In the hand, I thought the S6 edge would be my favourite, but to be honest they’re both very good looking handsets and definitely have a premium feel about them. They’re both more than a match for the iPhone, although they do have “fingerprint magnet” written all over them. I asked one of the Samsung ladies where her cleaning cloth was. When she mentioned that she didn’t have one, I looked around and spotted several reporters wiping the S6’s with their T-shirts and other random bits of clothing.

Additional apps and junk? Well, I didn’t see a great deal of “junk apps” on the phone but I did see that Microsoft OneDrive was on there to provide 115GB of storage for 2 years. We also saw “Samsung Pay” announced, which is a direct challenger for Apple Pay. Much was said about the American banks (Citi, Chase etc) without the presenter realising that he was in Europe.
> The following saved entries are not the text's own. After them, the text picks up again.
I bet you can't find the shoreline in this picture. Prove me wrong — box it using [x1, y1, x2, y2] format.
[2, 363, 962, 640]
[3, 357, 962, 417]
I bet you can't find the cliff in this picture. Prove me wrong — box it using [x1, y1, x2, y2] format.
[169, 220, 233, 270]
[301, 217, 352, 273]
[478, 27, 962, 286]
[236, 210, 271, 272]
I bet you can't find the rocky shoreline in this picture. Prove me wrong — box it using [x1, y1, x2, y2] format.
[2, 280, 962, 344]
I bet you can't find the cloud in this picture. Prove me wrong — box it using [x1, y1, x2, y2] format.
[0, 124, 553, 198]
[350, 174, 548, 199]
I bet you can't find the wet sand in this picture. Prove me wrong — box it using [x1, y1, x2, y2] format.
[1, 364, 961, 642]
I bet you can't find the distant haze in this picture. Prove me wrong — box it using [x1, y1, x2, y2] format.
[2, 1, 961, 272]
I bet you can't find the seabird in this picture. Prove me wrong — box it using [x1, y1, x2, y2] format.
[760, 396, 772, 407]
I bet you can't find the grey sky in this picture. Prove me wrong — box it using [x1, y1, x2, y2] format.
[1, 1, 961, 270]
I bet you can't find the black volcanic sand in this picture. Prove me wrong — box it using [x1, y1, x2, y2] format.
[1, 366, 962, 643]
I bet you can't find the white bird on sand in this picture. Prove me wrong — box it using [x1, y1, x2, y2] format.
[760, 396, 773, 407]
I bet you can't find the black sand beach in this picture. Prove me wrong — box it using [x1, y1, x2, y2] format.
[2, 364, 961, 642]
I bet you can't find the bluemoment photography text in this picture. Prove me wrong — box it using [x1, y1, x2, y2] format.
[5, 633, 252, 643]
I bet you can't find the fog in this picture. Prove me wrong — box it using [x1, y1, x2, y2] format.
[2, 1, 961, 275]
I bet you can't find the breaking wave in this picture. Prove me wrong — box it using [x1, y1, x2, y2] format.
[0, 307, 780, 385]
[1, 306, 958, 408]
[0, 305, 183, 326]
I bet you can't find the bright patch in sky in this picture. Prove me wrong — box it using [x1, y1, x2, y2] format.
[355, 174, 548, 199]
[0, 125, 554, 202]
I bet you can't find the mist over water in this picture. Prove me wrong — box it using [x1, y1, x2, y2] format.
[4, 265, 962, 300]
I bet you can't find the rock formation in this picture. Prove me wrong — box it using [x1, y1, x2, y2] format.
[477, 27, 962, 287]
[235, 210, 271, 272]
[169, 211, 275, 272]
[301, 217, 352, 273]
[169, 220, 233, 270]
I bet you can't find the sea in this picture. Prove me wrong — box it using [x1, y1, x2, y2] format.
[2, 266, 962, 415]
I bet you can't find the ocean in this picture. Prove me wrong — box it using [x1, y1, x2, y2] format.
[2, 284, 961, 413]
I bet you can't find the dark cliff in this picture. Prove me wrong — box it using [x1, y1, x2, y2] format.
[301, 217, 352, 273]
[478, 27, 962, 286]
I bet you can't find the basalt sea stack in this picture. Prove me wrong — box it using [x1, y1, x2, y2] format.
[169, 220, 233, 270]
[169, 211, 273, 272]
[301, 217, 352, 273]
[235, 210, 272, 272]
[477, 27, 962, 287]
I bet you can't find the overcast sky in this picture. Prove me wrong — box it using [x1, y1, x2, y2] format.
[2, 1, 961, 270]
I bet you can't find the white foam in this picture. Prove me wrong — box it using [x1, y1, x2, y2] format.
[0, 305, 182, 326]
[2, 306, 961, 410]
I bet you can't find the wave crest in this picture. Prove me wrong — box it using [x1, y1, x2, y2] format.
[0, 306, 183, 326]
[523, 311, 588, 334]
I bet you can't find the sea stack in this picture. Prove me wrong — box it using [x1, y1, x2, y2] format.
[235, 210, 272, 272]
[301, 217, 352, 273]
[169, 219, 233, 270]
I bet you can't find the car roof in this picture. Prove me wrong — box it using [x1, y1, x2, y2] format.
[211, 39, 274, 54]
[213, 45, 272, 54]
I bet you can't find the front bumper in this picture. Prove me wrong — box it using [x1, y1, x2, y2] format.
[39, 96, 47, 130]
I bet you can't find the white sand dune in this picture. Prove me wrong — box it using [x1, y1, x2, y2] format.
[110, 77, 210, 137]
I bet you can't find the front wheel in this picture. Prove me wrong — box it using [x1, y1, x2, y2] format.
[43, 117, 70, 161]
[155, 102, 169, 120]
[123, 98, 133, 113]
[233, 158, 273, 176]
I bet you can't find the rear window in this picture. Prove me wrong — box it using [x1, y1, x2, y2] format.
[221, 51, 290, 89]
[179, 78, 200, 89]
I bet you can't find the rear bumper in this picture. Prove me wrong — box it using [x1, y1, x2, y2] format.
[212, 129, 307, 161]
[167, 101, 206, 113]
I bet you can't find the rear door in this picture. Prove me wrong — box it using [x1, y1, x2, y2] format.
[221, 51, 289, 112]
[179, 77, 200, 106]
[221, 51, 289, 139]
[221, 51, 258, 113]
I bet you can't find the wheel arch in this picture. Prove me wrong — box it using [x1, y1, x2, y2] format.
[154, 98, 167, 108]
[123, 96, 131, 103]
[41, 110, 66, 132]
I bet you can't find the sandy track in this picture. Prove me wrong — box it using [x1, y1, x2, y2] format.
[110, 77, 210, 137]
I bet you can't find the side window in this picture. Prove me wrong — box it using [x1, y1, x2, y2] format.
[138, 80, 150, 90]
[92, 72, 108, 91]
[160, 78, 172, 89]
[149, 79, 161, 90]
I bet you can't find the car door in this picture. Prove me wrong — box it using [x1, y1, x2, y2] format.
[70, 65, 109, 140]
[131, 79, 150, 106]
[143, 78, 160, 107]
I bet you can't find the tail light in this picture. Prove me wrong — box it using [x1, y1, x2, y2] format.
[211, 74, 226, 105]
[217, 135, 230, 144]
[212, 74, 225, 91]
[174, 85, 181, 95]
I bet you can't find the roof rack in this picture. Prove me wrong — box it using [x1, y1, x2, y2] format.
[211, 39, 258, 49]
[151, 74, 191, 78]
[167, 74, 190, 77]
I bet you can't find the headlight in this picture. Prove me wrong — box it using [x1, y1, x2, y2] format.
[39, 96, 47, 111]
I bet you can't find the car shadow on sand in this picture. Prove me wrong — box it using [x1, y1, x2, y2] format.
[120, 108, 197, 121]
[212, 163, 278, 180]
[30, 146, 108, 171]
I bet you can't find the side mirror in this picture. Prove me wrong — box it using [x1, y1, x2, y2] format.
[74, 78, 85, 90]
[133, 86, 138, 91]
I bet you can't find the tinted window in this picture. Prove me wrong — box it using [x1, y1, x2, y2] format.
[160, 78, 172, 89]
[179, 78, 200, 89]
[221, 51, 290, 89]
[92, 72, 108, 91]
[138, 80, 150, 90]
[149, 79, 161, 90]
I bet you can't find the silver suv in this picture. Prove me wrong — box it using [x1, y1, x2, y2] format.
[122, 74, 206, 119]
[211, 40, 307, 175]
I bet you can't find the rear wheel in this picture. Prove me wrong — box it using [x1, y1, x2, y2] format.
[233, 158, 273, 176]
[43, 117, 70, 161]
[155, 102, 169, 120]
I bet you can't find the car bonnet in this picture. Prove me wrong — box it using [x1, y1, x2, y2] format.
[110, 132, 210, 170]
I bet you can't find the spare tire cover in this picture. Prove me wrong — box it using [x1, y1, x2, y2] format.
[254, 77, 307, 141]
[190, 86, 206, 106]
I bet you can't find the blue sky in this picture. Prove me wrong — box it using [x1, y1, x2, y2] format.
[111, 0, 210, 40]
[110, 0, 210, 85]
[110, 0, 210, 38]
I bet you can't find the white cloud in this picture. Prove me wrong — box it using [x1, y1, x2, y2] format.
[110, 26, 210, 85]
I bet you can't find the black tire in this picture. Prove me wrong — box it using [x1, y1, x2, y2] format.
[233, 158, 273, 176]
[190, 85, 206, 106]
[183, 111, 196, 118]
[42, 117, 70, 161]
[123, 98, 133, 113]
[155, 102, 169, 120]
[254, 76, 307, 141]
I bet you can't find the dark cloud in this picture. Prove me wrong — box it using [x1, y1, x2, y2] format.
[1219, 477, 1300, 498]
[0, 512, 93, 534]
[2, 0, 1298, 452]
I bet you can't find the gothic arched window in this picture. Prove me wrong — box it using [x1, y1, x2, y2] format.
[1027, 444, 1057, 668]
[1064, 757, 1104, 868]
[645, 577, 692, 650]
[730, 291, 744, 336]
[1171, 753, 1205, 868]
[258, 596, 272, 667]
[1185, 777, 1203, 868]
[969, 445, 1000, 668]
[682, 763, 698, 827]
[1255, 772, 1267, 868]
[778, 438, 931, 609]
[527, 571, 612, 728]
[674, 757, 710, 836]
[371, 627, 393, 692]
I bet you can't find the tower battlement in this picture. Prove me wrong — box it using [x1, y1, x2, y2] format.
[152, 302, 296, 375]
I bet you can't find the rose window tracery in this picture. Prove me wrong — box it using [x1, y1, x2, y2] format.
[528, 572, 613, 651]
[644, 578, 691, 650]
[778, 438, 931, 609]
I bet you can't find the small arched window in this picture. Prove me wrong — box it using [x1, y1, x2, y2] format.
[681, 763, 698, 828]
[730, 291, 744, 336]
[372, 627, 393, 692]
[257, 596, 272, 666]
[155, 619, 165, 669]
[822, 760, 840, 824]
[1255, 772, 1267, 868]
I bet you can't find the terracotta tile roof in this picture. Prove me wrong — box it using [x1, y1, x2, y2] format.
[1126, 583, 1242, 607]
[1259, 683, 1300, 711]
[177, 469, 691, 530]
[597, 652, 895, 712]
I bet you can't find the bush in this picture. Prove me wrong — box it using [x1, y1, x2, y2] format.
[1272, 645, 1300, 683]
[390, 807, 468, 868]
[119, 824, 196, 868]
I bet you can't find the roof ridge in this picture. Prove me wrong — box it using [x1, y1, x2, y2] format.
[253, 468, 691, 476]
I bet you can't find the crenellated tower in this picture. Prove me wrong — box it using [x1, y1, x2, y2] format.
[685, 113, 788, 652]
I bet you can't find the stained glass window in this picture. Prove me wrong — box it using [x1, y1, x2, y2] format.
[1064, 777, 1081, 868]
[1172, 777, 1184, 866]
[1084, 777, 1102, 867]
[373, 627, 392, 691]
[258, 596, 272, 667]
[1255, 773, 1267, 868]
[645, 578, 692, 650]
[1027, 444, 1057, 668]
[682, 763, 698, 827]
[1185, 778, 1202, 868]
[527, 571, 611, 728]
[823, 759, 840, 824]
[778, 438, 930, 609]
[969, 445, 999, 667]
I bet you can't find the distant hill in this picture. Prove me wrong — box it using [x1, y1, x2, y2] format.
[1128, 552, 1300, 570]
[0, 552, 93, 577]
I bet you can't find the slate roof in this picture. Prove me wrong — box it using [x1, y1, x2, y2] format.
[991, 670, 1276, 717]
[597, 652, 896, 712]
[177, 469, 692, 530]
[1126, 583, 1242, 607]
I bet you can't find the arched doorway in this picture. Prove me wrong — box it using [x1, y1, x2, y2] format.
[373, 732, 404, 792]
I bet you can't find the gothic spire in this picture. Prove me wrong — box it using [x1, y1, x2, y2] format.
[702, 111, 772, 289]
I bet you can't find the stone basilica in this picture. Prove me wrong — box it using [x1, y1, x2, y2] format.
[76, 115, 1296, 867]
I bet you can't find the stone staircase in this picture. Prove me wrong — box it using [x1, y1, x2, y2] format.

The phones operated, as expected, very quickly and fluidly. The UI had been altered to create a clean interface which is an enjoyable place to be. TouchWiz has been turned down a notch so that it’s not clunking everything up and it ran pretty quickly for me.

MWC   Samsung Galaxy S6 and S6 edge hands on

Both handsets are very nice indeed and I like the little touches like the “glowing” edges to show an incoming call, and the fact that you can respond with a pre-set message simply by touching the rear panel.

MWC   Samsung Galaxy S6 and S6 edge hands on

Overall, it was the sheer quality and construction I appreciated over anything else. Gone are the plastics and the almost familiar Galaxy gripes of old. Here we have two really useful and powerful handsets which are top of their game and Samsung aren’t afraid to shout about the fact either.